Au cours du mois écou­lé, les mul­tiples cam­pagnes pour l’ap­pa­ri­tion de San­tia­go Mal­do­na­do sont pas­sées des citoyens en réseaux aux orga­ni­sa­tions, et aux par­le­ments étran­gers, à la presse mon­diale, aux tickets de bars cata­lans qui contiennent la ques­tion “Où est San­tia­go Mal­do­na­do?”, aux murs de quar­tiers ou de bâti­ments des grandes villes où le visage du dis­pa­ru est pro­je­té, aux groupes de théâtre qui le demandent avec leurs publics, aux méde­cins, psy­cho­logues et fonc­tion­naires, qui même dans leurs appels « au sui­vant », incluent le nom du jeune homme dis­pa­ru, dans un type d’ac­ti­visme citoyen qui n’é­tait pas connu ici.

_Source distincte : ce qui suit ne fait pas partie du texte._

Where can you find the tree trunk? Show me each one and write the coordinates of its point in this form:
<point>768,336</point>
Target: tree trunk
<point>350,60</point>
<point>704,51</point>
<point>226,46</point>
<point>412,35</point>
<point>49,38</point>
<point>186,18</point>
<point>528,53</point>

Peut-être la flam­bée de révolte est-elle aus­si due au fait que ce n’est pas à un Mapuche que la gen­dar­me­rie a don­né la chasse, mais à San­tia­go, un gar­çon tatoué avec des dread­locks, à la recherche de valeurs qui ne sont pas celles du mar­ché. Sa dis­pa­ri­tion indique non seule­ment le dan­ger que le pro­fil poli­tique actuel des forces de sécu­ri­té diri­gées par Patri­cia Bull­rich repré­sente pour des mil­lions de per­sonnes, mais aus­si son inten­tion dis­ci­pli­naire et colo­niale évi­dente. La gen­dar­me­rie ne pro­tège pas les fron­tières, mais com­bat un nou­vel enne­mi interne en cours de défi­ni­tion, mul­ti­forme et poly­sé­mique, et fon­da­men­ta­le­ment niché dans toute forme d’op­po­si­tion au régime de droite non démo­cra­tique qui nous gouverne.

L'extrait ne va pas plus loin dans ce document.